From 8b486c03106195e8f9703df696feb5743b776494 Mon Sep 17 00:00:00 2001
From: Younes Belkada <49240599+younesbelkada@users.noreply.github.com>
Date: Thu, 1 Dec 2022 16:52:13 +0100
Subject: [PATCH] add doc for (#20525)

---
 docs/source/en/perf_infer_cpu.mdx      | 4 ++++
 docs/source/en/perf_infer_gpu_many.mdx | 4 ++++
 docs/source/en/perf_infer_gpu_one.mdx  | 4 ++++
 3 files changed, 12 insertions(+)
diff --git a/docs/source/en/perf_infer_cpu.mdx b/docs/source/en/perf_infer_cpu.mdx
index faac08d6c1..a3df21e93a 100644
--- a/docs/source/en/perf_infer_cpu.mdx
+++ b/docs/source/en/perf_infer_cpu.mdx
@@ -13,6 +13,10 @@ an "AS IS" BASIS, WITHOUT WARRANTIES OR CONDITIONS OF ANY KIND, either express o
 
 This guide focuses on inferencing large models efficiently on CPU.
 
+## `BetterTransformer` for faster inference
+
+We have recently integrated `BetterTransformer` for faster inference on CPU for text, image and audio models.

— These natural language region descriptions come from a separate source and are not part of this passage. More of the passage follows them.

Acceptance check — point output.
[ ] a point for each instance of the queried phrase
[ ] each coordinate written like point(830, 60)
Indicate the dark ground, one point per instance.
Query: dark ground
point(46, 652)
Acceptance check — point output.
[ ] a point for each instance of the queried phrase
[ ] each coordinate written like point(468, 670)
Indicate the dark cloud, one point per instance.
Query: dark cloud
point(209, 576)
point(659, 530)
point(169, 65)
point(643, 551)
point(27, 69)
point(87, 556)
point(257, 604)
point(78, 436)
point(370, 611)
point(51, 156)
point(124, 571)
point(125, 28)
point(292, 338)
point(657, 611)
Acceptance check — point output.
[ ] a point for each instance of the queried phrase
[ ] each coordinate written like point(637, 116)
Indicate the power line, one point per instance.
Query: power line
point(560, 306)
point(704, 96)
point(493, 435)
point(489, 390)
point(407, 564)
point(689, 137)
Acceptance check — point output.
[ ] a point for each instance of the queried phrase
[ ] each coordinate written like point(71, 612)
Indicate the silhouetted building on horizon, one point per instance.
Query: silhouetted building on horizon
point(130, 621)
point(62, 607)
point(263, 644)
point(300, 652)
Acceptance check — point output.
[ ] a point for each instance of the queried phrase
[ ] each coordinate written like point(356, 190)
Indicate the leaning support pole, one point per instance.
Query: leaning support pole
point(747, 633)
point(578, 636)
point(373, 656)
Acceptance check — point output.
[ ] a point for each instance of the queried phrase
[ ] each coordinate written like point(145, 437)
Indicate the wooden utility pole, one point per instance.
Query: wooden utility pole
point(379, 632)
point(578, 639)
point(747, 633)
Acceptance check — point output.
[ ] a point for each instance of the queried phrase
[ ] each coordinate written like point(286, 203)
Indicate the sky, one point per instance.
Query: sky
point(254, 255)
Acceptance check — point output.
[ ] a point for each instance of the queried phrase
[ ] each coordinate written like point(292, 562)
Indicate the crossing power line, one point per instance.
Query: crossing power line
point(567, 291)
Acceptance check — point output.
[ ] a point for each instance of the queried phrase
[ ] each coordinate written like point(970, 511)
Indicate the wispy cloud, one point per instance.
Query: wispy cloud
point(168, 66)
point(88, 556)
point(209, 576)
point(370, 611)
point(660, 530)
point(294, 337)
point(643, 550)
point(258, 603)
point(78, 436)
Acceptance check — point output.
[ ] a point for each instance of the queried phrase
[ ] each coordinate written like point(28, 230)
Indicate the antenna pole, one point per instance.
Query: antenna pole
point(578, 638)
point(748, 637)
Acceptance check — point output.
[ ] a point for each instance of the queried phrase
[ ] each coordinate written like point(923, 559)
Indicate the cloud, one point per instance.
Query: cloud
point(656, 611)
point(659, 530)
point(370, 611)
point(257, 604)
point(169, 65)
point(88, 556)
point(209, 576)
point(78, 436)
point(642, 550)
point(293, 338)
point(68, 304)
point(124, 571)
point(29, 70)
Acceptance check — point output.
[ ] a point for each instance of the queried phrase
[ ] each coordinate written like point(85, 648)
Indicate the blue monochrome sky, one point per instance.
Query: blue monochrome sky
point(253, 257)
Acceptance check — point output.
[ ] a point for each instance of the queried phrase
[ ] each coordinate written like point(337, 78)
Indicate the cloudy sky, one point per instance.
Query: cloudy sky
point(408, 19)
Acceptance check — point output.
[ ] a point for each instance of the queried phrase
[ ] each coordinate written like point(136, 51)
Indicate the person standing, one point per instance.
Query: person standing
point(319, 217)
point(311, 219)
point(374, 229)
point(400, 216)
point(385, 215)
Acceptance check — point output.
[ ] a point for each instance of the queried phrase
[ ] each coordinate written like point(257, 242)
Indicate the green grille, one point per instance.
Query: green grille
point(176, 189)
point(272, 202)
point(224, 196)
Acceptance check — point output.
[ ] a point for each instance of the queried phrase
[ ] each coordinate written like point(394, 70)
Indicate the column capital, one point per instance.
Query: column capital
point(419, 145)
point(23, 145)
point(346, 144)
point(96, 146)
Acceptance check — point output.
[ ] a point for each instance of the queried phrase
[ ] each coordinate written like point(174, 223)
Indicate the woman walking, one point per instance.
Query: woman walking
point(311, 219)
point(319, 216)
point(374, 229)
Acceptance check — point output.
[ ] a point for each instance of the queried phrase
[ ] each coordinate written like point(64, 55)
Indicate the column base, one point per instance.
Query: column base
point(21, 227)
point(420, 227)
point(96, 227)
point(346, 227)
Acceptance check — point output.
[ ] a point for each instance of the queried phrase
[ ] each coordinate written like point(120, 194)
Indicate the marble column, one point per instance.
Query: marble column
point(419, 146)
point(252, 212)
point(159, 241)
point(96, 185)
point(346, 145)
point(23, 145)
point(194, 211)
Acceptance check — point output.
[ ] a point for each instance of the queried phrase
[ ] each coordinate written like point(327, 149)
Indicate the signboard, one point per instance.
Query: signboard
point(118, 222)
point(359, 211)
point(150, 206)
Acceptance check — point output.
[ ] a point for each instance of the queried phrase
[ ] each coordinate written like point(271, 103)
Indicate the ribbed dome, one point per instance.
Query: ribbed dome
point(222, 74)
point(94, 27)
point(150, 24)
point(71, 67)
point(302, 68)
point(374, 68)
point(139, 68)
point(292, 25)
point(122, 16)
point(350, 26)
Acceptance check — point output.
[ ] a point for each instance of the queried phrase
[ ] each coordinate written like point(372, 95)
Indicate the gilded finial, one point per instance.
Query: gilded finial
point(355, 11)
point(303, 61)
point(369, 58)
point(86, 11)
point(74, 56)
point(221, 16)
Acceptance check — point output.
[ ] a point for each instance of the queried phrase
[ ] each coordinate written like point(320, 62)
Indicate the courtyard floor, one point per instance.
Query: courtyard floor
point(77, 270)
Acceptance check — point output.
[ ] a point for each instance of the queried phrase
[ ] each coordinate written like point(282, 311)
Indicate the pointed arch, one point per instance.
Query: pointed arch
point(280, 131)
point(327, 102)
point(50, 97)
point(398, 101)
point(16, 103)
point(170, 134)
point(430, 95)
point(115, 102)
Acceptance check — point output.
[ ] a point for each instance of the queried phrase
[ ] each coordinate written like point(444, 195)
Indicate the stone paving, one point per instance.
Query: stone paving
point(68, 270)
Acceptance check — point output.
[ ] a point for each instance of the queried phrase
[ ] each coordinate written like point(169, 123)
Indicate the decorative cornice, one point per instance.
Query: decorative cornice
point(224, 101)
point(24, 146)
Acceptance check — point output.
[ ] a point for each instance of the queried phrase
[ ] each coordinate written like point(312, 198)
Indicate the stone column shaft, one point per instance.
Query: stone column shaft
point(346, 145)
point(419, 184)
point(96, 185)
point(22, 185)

Check the documentation about this integration [here](https://huggingface.co/docs/optimum/bettertransformer/overview) for more details.
+
 ## PyTorch JIT-mode (TorchScript)
 TorchScript is a way to create serializable and optimizable models from PyTorch code. Any TorchScript program can be saved from a Python process and loaded in a process where there is no Python dependency.
 Comparing to default eager mode, jit mode in PyTorch normally yields better performance for model inference from optimization methodologies like operator fusion.
diff --git a/docs/source/en/perf_infer_gpu_many.mdx b/docs/source/en/perf_infer_gpu_many.mdx
index b3331d1f12..d8a24d6ab8 100644
--- a/docs/source/en/perf_infer_gpu_many.mdx
+++ b/docs/source/en/perf_infer_gpu_many.mdx
@@ -17,3 +17,7 @@ This document contains information on how to efficiently infer on a multiple GPU
 Note: A multi GPU setup can use the majority of the strategies described in the [single GPU section](./perf_infer_gpu_one). You must be aware of simple techniques, though, that can be used for a better usage.
 
 </Tip>
+
+## `BetterTransformer` for faster inference
+
+We have recently integrated `BetterTransformer` for faster inference on multi-GPU for text, image and audio models. Check the documentation about this integration [here](https://huggingface.co/docs/optimum/bettertransformer/overview) for more details.
diff --git a/docs/source/en/perf_infer_gpu_one.mdx b/docs/source/en/perf_infer_gpu_one.mdx
index d794e6c8ec..086e2ff487 100644
--- a/docs/source/en/perf_infer_gpu_one.mdx
+++ b/docs/source/en/perf_infer_gpu_one.mdx
@@ -13,6 +13,10 @@ an "AS IS" BASIS, WITHOUT WARRANTIES OR CONDITIONS OF ANY KIND, either express o
 
 This document will be completed soon with information on how to infer on a single GPU. In the meantime you can check out [the guide for training on a single GPU](perf_train_gpu_one) and [the guide for inference on CPUs](perf_infer_cpu).
 
+## `BetterTransformer` for faster inference
+
+We have recently integrated `BetterTransformer` for faster inference on GPU for text, image and audio models. Check the documentation about this integration [here](https://huggingface.co/docs/optimum/bettertransformer/overview) for more details.
+
 ## `bitsandbytes` integration for Int8 mixed-precision matrix decomposition
 
 Note that this feature is also totally applicable in a multi GPU setup as well.